De waarnemend particulier secretaris
- Iedere ouderwetsche grammatica zal het onderscheid uitleggen van ‘een goed koning’ en ‘een goede koning’, ‘een groot man’ en ‘een groote man’, ‘een eenvoudig burger’ en ‘een eenvoudige burger’. Vaak rekt men dit onderscheid dan (voor ons tegenwoordig taalgevoel althans) te veel uit. Maar het verschil was en is er, al neemt het al langer hoe meer af in omvang.
Nog kàn men spreken van ‘een goed vorst’, waarmede men niet bedoelen kan: een goedhartige, vriendelijke, maar alleen: een voor zijn taak geheel berekende, die taak uitstekend volbrengende, vorst. Dat ‘een goede vorst’ alleen het eerste beteekent kan men zeker voor het tegenwoordig taalgebruik niet meer zeggen. In den hand over hand toenemenden, voor alle woorden, gelijk bruikbaren vorm met -e (acc. -en; want ook voor den acc. gold de onderscheiding) vereenigt men thans doorgaans beide beteekenissen. - Een goed vriend is iemand, die in de hoedanigheid van vriend ‘goed’ moet heeten (een echte, vertrouwde, trouwe, enz.). Een goede vriend kan óók bet.: een vriend, die een brave kerel is.
Bij nobel zie ik weinig of geen grond voor den onverbogen vorm.

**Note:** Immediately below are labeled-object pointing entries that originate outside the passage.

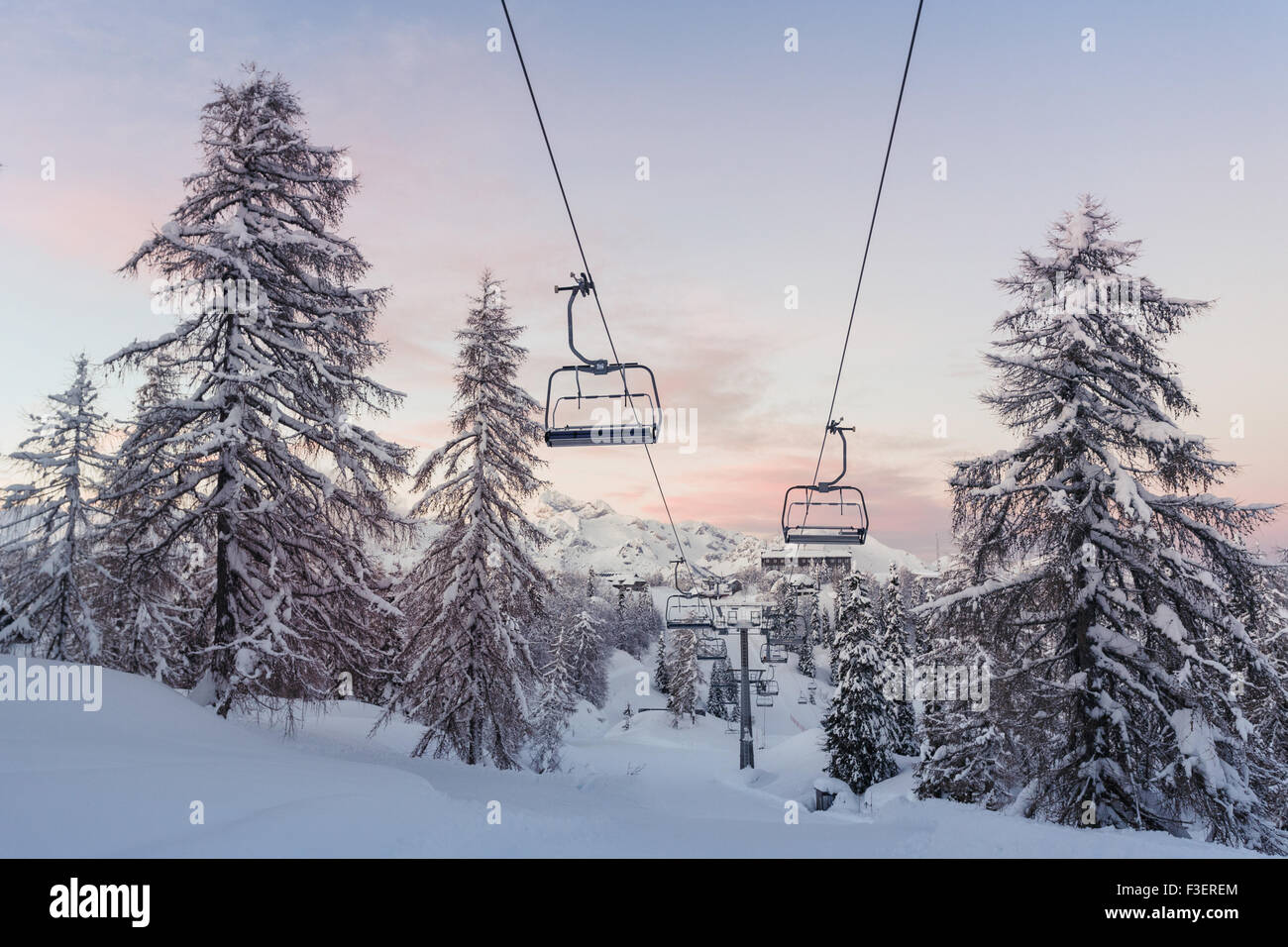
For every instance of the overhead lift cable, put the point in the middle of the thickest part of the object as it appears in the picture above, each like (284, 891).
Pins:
(867, 245)
(590, 278)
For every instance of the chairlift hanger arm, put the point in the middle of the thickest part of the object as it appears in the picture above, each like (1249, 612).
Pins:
(835, 428)
(581, 287)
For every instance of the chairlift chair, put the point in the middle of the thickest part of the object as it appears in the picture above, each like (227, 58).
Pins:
(712, 650)
(688, 612)
(580, 431)
(773, 654)
(840, 512)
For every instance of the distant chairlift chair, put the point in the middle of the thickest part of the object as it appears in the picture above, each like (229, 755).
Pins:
(580, 431)
(712, 650)
(840, 512)
(773, 654)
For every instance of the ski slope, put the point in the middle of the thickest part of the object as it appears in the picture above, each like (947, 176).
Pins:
(123, 781)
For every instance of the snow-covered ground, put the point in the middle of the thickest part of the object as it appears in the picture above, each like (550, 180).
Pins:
(123, 781)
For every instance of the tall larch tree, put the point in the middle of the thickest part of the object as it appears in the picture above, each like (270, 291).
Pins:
(859, 727)
(54, 571)
(262, 457)
(1112, 590)
(468, 671)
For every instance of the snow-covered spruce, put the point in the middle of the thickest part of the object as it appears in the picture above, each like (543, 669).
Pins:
(554, 707)
(893, 644)
(467, 671)
(53, 575)
(684, 678)
(859, 727)
(259, 455)
(155, 604)
(1111, 590)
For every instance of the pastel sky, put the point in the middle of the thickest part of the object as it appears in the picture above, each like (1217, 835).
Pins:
(763, 169)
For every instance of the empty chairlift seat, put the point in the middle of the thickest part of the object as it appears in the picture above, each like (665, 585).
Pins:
(712, 650)
(690, 612)
(599, 402)
(829, 512)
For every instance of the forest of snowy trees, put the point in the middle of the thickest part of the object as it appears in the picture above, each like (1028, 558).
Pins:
(1131, 638)
(239, 536)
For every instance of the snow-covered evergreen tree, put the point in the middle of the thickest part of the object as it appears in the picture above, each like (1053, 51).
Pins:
(468, 669)
(589, 660)
(893, 644)
(662, 671)
(54, 571)
(1109, 587)
(859, 728)
(555, 706)
(160, 587)
(261, 457)
(805, 656)
(720, 690)
(683, 693)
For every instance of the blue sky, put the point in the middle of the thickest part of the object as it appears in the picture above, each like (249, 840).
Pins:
(763, 170)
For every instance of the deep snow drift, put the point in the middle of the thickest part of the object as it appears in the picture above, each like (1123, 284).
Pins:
(123, 781)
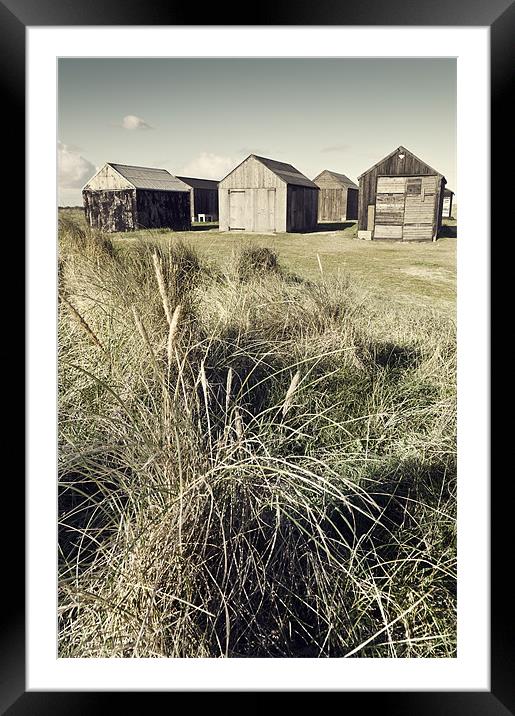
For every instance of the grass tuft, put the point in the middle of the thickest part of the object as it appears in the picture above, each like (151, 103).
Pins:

Onjuiste analogische aansluiting bij de echte gevallen, denk ik.
‘De waarn. part. secr.’ heeft hiermede niets te maken. Het onderscheid betreft toch alleen persoonsnamen met het onbepaalde lidwoord + adjectief. - Hier kan men alleen spreken van pure dwaasheid.
(Als men ons zou vragen wat de w.p.s. (zonder -e) zou kunnen onderscheiden van den functionnaris mèt uitgang, zouden wij onderstellen dat deze laatste, omdat de echte p.s. afwezig was, tijdelijk zijn goede diensten bewees. Zou dat den p.s. echter zoo goed bevallen dat hij prijs stelde op 's mans blijvende medewerking en hem daarom benoemde tot ‘officieel’ w.p.s., dan zou dat ten koste van de -e kunnen gaan. - Red.)